The administration goes further, arguing that this tax on the generous rich won't influence the level of charitable giving very much, presumably because these idealistic saps will keep on donating even after they are penalized. But economic research shows what common sense indicates: When you tax something you get less of it, and when you subsidize something you get more of it. Roberton Williams of the Tax Policy Center estimates this tax proposal would cause a $10 billion drop in donations out of the $300 billion that Americans give annually -- not a charitable apocalypse but a strain, particularly as nonprofits deal with the effects of the recession. Nonprofits, it turns out, depend on support from people who make profits.

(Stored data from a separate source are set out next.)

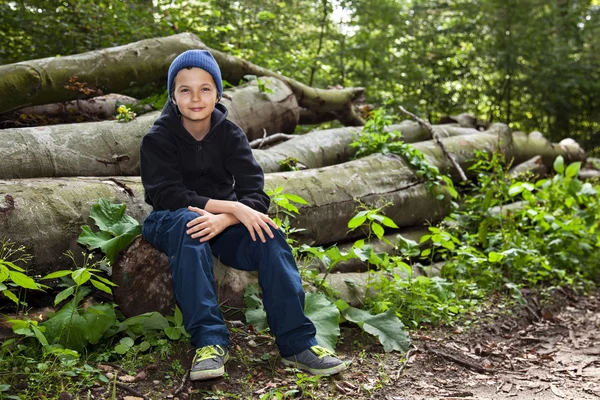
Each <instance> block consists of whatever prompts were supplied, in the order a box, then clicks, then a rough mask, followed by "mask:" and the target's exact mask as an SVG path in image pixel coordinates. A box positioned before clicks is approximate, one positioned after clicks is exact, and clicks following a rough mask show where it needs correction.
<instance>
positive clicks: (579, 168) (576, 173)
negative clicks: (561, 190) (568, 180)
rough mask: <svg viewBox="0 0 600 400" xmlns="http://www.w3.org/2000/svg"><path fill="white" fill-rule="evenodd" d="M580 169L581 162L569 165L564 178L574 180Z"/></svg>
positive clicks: (578, 161) (577, 175)
mask: <svg viewBox="0 0 600 400" xmlns="http://www.w3.org/2000/svg"><path fill="white" fill-rule="evenodd" d="M580 168H581V162H579V161H577V162H574V163H571V164H569V166H568V167H567V170H566V171H565V176H566V177H567V178H574V177H576V176H578V175H579V169H580Z"/></svg>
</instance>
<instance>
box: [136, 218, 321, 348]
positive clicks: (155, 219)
mask: <svg viewBox="0 0 600 400" xmlns="http://www.w3.org/2000/svg"><path fill="white" fill-rule="evenodd" d="M197 217H198V214H196V213H195V212H193V211H189V210H187V209H185V208H182V209H179V210H176V211H166V210H165V211H153V212H152V213H151V214H150V215H149V216H148V218H146V220H145V221H144V225H143V229H142V235H143V237H144V239H146V240H147V241H148V242H150V243H151V244H152V245H153V246H154V247H156V248H157V249H159V250H160V251H162V252H164V253H166V254H167V256H168V257H169V263H170V266H171V277H172V280H173V291H174V292H175V298H176V299H177V303H179V307H180V308H181V311H182V313H183V321H184V324H185V329H186V330H187V331H188V332H189V333H190V334H191V336H192V339H191V342H192V344H193V345H194V346H196V347H203V346H207V345H217V344H218V345H222V346H227V345H229V332H228V330H227V327H226V326H225V323H224V321H223V316H222V315H221V310H220V308H219V304H218V301H217V295H216V284H215V278H214V276H213V262H212V257H211V256H212V255H214V256H215V257H216V258H218V259H219V260H220V261H221V262H223V264H225V265H227V266H230V267H232V268H236V269H239V270H244V271H258V283H259V284H260V287H261V289H262V292H263V303H264V306H265V310H266V312H267V322H268V323H269V328H270V329H271V332H272V333H273V334H274V335H275V341H276V343H277V346H278V347H279V352H280V353H281V356H282V357H289V356H291V355H294V354H298V353H300V352H302V351H304V350H306V349H307V348H309V347H311V346H314V345H316V344H317V341H316V339H315V334H316V330H315V326H314V325H313V323H312V322H311V321H310V320H309V319H308V318H307V317H306V316H305V315H304V289H303V288H302V280H301V278H300V274H299V273H298V268H297V266H296V262H295V260H294V257H293V256H292V252H291V249H290V247H289V245H288V244H287V242H286V240H285V237H284V235H283V233H282V232H281V231H279V230H278V231H275V232H273V234H274V235H275V237H274V238H273V239H270V238H269V237H268V236H267V237H266V239H267V241H266V243H262V242H261V241H260V239H258V237H257V240H256V241H255V242H253V241H252V238H251V237H250V233H249V232H248V230H247V229H246V227H245V226H244V225H242V224H237V225H233V226H230V227H228V228H227V229H225V230H224V231H223V232H221V233H220V234H219V235H218V236H217V237H215V238H213V239H212V240H210V241H209V242H204V243H200V241H199V240H200V239H199V238H198V239H192V238H191V237H190V235H188V234H186V233H185V231H186V230H187V228H186V224H187V223H188V222H189V221H191V220H193V219H194V218H197ZM265 236H266V235H265Z"/></svg>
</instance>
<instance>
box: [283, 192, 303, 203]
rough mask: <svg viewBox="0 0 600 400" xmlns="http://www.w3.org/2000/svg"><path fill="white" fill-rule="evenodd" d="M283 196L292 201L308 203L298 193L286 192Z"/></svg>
mask: <svg viewBox="0 0 600 400" xmlns="http://www.w3.org/2000/svg"><path fill="white" fill-rule="evenodd" d="M284 196H285V197H287V198H288V199H289V200H291V201H293V202H294V203H298V204H308V201H306V200H304V199H303V198H302V197H300V196H298V195H295V194H291V193H286V194H284Z"/></svg>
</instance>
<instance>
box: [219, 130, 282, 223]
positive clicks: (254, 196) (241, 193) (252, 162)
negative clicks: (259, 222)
mask: <svg viewBox="0 0 600 400" xmlns="http://www.w3.org/2000/svg"><path fill="white" fill-rule="evenodd" d="M236 128H237V129H235V130H234V132H233V135H232V138H231V139H230V141H229V146H228V152H227V159H226V161H225V166H226V168H227V170H228V171H229V172H230V173H231V175H233V178H234V180H235V186H234V190H235V194H236V196H237V199H238V201H239V202H240V203H243V204H245V205H247V206H248V207H250V208H253V209H255V210H256V211H259V212H262V213H266V212H267V211H268V209H269V204H270V202H271V200H270V199H269V196H267V194H266V193H265V192H264V186H265V175H264V173H263V170H262V168H261V167H260V165H259V164H258V162H256V160H255V159H254V156H253V155H252V149H251V148H250V144H249V143H248V139H247V138H246V134H245V133H244V132H243V131H242V130H241V129H240V128H238V127H236Z"/></svg>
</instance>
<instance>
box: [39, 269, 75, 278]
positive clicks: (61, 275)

The symbolism is even larger than the economic consequence. During the last budget cycle, some defenders of this proposal argued that a tax on giving would actually help the nonprofit sector by funding greater health coverage, which would relieve pressure on nonprofit social service providers. With health reform now on life support, this bank-shot justification is even more absurd. The Obama administration is left with one argument: that the federal government would use the money gained from this tax better than would the private sector. The president is welcome to make this case, but he can no longer simultaneously claim to be a champion of the nonprofit world. This proposal indicates not only an ideological enthusiasm for expanded government but also a disdain for civil society.
The defense of civil society is an issue that can fall through a political gap. Many liberals are frankly distrustful of the motives and methods of community and faith-based institutions. Many conservatives view civil society as an alternative to government -- ignoring that government policy, including tax policy, can be needed to increase the strength and scale of these efforts.
But nonprofit institutions -- from charities to colleges to churches -- are the primary explanation for America's democratic health. They encourage self-government, provide essential services and balance the pretensions of the state -- contributions you'd expect that any community organizer would understand.